Cette taxe a été imposée par le gouvernement aux organismes complémentaires. La construction juridique est celle du forfait médecin traitant. Notre seule incertitude est liée aux 500 millions de 2021. Nous souhaitons pouvoir imputer cette taxe sur l’exercice comptable de 2020. Suite à la demande de la Mutualité Française, une commission de normalisation comptable a été saisie par le ministère et nous attendons la position des pouvoirs publics. Courant novembre, ce sera réglé. Nous demandons de pouvoir faire des provisions sur l’exercice 2020 pour pouvoir régler la taxe en 2021. C’est bien en 2020 que nous avons enregistré de moindres prestations. Sinon, nous risquons de payer des impôts sur le résultat de 2020 et ensuite de devoir payer la taxe. Ce serait la double peine.

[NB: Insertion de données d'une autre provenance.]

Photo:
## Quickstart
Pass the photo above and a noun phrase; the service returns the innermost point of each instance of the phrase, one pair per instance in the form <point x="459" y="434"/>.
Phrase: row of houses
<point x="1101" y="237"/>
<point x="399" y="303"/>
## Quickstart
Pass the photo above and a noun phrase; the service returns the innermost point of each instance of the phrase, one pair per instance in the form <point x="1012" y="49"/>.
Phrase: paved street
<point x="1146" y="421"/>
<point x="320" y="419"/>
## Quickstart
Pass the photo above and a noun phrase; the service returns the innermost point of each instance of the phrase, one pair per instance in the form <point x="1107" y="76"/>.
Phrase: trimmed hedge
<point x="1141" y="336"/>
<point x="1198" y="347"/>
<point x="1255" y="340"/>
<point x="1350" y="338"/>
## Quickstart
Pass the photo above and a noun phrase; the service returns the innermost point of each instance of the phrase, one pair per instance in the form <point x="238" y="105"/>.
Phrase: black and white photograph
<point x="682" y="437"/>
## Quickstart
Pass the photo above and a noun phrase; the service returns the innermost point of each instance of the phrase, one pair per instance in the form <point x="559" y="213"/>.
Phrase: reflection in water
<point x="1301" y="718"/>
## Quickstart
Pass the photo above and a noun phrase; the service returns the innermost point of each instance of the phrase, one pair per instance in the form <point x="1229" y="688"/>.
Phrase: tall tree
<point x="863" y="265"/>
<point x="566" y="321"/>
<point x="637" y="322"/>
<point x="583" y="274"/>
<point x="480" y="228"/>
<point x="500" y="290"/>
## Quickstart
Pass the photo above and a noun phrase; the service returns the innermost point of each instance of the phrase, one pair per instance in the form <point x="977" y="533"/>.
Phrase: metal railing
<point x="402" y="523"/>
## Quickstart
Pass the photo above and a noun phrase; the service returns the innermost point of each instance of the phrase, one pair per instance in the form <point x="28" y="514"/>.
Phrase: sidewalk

Que pensez-vous de l’amendement qui oblige les organismes complémentaires à mettre en place le tiers payant pour les équipements du 100% santé ?
Cet amendement ne va rien charger pour les complémentaires, qui proposent déjà le tiers payant. En optique, 80% des prestations se font en tiers payant via les réseaux de soins. Chaque réseau a son outil. Nous pourrions mettre en place un outil commun, cela se discute. Via l’association Inter-AMC, nous avons créé une solution technique à destination des médecins mais les éditeurs de logiciels n’intègrent pas cette fonctionnalité dans le logiciel des médecins. Nous avons beaucoup de mal à ce que les travaux informatiques faits par les ocam se traduisent sur le bureau des médecins. En dentaire, nous sommes en train de créer une norme pour permettre aux dentistes de faire du tiers payant. Elle sera prête début 2020, mais ensuite il faudra que les éditeurs de logiciel s’en saisissent. Nous ne sommes partisans de l’obligation, mais si le gouvernement oblige à mettre en place le tiers payant, il faut obliger tout le monde. A un moment donné, il faut entrer dans une logique de généralisation.